Poster
Whitened CLIP as a Likelihood Surrogate of Images and Captions
Roy Betser · Meir Yossef Levi · Guy Gilboa
East Exhibition Hall A-B #E-3206
Likelihood approximations for images are not trivial to compute and can be useful in many applications. We examine the use of Contrastive Language-Image Pre-training (CLIP) to assess the likelihood of images and captions. We introduce Whitened CLIP, a novel transformation of the CLIP latent space via an invertible linear operation. This transformation ensures that each feature in the embedding space has zero mean, unit standard deviation, and no correlation with all other features, resulting in an identity covariance matrix. We show that the whitened embedding statistics can be well approximated by a standard normal distribution, allowing log-likelihood to be estimated using the squared Euclidean norm in the whitened space. The whitening procedure is completely training-free and uses a precomputed whitening matrix, making it extremely fast. We present several preliminary experiments demonstrating the properties and applicability of these likelihood scores to images and captions. Our code is available at github.com/rbetser/W_CLIP/tree/main.

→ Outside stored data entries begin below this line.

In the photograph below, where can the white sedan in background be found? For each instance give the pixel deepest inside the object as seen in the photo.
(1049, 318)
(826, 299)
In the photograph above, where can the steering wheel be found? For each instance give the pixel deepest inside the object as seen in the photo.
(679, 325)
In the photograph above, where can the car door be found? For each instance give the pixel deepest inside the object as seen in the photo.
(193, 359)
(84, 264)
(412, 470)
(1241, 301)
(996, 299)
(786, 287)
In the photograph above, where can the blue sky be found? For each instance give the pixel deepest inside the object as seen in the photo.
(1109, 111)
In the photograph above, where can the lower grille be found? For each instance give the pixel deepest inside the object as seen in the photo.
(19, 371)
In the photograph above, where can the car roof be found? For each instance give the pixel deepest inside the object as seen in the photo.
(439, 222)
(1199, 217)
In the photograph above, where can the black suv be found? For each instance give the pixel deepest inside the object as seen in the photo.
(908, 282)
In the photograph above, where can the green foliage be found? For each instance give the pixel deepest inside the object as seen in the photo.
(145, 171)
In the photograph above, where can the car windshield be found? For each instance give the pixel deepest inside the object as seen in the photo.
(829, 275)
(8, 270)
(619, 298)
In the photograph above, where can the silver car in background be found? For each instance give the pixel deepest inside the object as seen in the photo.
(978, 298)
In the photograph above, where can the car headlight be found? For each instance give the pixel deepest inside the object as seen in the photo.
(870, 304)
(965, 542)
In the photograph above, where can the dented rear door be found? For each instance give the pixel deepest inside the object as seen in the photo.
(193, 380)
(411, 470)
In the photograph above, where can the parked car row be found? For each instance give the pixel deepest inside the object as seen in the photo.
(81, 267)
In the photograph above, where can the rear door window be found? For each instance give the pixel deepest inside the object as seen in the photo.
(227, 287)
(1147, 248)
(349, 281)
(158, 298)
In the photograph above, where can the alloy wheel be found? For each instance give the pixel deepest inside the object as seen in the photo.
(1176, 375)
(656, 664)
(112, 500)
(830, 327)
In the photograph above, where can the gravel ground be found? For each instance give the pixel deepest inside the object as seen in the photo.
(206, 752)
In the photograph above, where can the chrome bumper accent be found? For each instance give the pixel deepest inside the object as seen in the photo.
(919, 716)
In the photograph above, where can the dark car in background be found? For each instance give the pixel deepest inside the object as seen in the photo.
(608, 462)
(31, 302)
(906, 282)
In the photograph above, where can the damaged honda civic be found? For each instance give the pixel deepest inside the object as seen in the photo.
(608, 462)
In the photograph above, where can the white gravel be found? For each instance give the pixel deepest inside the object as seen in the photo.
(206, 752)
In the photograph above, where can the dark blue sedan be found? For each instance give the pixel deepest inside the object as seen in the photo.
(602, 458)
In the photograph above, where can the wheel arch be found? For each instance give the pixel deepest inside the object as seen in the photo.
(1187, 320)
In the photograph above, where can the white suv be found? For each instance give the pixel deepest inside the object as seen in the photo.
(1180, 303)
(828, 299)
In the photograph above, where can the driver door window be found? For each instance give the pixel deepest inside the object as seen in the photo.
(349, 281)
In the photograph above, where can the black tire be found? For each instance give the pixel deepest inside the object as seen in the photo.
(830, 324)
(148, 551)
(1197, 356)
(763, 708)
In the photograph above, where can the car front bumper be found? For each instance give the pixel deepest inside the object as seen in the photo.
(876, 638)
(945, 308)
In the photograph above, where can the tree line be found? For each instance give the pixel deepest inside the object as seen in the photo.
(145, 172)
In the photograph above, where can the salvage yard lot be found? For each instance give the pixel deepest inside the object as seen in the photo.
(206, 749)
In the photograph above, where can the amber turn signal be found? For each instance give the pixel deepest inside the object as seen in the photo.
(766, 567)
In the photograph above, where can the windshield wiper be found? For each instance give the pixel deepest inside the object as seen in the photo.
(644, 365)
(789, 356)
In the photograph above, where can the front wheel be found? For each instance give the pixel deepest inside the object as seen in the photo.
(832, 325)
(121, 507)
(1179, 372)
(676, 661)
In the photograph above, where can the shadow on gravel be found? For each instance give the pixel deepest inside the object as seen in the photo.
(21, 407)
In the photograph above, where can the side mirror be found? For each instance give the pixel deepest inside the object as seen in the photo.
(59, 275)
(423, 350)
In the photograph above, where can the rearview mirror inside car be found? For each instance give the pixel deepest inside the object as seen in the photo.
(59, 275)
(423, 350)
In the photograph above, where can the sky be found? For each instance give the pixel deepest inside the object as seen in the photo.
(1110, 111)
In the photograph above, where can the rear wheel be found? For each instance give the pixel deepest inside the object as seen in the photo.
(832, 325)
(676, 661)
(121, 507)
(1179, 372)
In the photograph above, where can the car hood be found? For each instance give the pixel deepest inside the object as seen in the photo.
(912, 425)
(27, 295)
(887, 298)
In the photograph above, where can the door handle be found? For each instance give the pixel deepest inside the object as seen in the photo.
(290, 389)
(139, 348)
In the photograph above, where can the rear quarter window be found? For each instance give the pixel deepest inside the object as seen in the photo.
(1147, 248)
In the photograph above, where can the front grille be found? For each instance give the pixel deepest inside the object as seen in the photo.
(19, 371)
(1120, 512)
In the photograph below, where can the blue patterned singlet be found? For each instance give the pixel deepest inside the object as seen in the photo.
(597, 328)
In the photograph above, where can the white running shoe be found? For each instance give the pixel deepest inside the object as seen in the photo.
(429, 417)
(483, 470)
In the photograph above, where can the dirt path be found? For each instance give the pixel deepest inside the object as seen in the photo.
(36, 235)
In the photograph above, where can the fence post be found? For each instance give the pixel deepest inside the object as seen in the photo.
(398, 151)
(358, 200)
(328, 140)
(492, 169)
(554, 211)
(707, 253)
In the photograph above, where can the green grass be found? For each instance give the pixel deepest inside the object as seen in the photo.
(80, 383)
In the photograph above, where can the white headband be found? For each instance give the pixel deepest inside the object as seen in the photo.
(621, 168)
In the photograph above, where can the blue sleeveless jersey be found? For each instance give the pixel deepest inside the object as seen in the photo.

CLIP is a powerful AI model that connects images and text, but it doesn’t indicate how typical or unusual an image or caption is. In this work, we introduce a simple, training-free method that enables CLIP to estimate the likelihood of an image or caption based on its internal representation. This allows us to detect AI-generated or suspicious images more effectively, assess whether a caption is simple or complex, and identify image domain shifts. Our approach is fast, general, and requires no labeled data, making it valuable for tasks like fake image detection and enhancing AI safety.